The NFT stops being the product
The first NFT cycle sold belief. Roadmaps, communities, whitelist access, token whispers, floor charts — the usual liquidity carnival. When the market turned, too many collections had nothing left except metadata and a very expensive lesson in exit liquidity.
Cointree’s point is sharper: the stronger pitch now is not “buy this NFT.” It is “own, trade, and verify a collectible in a more digital way.” That is a different market structure. Less religion, more rails.
Pokémon cards and sports cards are useful examples because collectors already understand scarcity, condition, rarity, and cultural premium. The NFT layer does not need to invent desire from scratch. It can sit behind the asset as a record of ownership, a transfer mechanism, and a provenance trail. In some models, the physical collectible can remain in custody while the tokenized ownership record moves online.

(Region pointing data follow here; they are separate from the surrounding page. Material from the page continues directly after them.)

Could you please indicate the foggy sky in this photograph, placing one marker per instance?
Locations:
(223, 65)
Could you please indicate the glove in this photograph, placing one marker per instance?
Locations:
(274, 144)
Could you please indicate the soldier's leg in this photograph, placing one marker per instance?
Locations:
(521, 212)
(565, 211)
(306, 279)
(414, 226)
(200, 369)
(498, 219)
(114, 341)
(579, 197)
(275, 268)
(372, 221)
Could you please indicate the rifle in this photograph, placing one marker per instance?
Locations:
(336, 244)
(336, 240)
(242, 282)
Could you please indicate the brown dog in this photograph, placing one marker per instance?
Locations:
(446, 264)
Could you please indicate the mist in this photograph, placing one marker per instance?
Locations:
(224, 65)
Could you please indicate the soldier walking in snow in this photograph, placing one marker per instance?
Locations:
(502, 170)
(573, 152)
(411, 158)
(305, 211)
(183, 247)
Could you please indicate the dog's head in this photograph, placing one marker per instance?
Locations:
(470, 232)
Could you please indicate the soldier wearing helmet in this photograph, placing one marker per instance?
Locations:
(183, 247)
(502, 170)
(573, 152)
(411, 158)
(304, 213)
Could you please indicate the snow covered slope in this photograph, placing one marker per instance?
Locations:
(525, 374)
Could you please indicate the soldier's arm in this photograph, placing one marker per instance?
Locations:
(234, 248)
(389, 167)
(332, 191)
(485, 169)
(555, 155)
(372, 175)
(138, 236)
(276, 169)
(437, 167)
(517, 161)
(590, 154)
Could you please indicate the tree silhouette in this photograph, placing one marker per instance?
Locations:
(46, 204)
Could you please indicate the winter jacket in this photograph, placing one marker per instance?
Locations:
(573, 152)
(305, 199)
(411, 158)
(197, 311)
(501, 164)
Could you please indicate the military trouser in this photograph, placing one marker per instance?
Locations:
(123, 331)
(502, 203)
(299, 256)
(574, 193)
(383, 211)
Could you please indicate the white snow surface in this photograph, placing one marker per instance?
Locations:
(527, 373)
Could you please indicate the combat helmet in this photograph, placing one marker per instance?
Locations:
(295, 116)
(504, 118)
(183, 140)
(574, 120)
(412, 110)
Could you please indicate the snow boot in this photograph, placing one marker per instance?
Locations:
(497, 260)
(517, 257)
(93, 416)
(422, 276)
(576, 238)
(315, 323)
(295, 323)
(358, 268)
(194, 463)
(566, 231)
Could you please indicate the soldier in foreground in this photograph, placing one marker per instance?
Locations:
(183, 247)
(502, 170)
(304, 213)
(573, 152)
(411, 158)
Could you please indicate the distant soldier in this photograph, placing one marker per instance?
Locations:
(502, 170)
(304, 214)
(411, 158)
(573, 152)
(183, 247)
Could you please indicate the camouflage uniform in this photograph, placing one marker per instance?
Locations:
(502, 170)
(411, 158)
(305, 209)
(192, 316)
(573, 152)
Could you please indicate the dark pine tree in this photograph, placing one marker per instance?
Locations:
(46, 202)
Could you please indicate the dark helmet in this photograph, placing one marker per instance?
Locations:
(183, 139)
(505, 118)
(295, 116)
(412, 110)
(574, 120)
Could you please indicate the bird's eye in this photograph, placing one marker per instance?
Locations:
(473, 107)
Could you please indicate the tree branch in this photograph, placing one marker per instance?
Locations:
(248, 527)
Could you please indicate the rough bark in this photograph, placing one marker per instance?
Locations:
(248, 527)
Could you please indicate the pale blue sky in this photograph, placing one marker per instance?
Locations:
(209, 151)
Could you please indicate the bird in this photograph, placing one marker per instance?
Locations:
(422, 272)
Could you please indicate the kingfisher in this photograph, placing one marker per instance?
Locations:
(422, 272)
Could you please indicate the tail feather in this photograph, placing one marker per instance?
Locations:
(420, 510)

That will not save every tokenized collectible. It just removes one of the worst frictions of the last cycle: asking buyers to value an abstract asset and an unproven promise at the same time.
Digital art still needs more than vibes
Cointree also frames digital art and generative work as part of this next phase, citing Tyler Hobbs as a key example. That name matters because generative art has always had a better claim to blockchain-native provenance than most PFP projects. The token is not merely a receipt taped onto a brand campaign. It can be part of how the work is issued, tracked, and collected.
But we should not confuse “better fit” with automatic demand. Provenance is infrastructure. It is not a bid. A clean on-chain record can support a market, but it cannot manufacture cultural weight where none exists.
This is where the art side gives NFT collectors a useful reality check. AD HOC NEWS, writing on Wangechi Mutu after recent auction results, describes a market position built around institutional attention, distinct visual language, and demand across media including collage, sculpture, installation, and works on paper. Her work is described as entering higher price tiers at major international auctions over time, while still fluctuating across individual results.
That is the part NFT traders should actually study. The durable art market does not move only on mint mechanics. It moves on bodies of work, institutional context, collector conviction, and media-specific tiers. Floor price is just the loudest number in the room, not the whole room.
What to check before buying the “next phase”
If the NFT becomes the ownership receipt, the collectible becomes the thing that carries the market. So the question changes.
Do not ask only which chain it is on. Ask what the token proves. Does it verify ownership? Does it connect to a physical or digital work people already value? Is custody clear if a physical item is involved? Is provenance readable without decoding a mess of metadata? Can the asset trade globally without turning the collector experience into a support-ticket swamp?
For digital art, the filter is even stricter. Look at the artist’s actual practice, not just the collection page. Is there a coherent body of work? Is the market built on sustained attention or one violent liquidity spike? Are collectors buying the art, or are they farming the exit?
My read: this is not the comeback of NFTs as a slogan. It is the quiet return of NFTs as plumbing. Less glamorous, more useful. And in this market, useful beats noisy more often than the timeline wants to admit.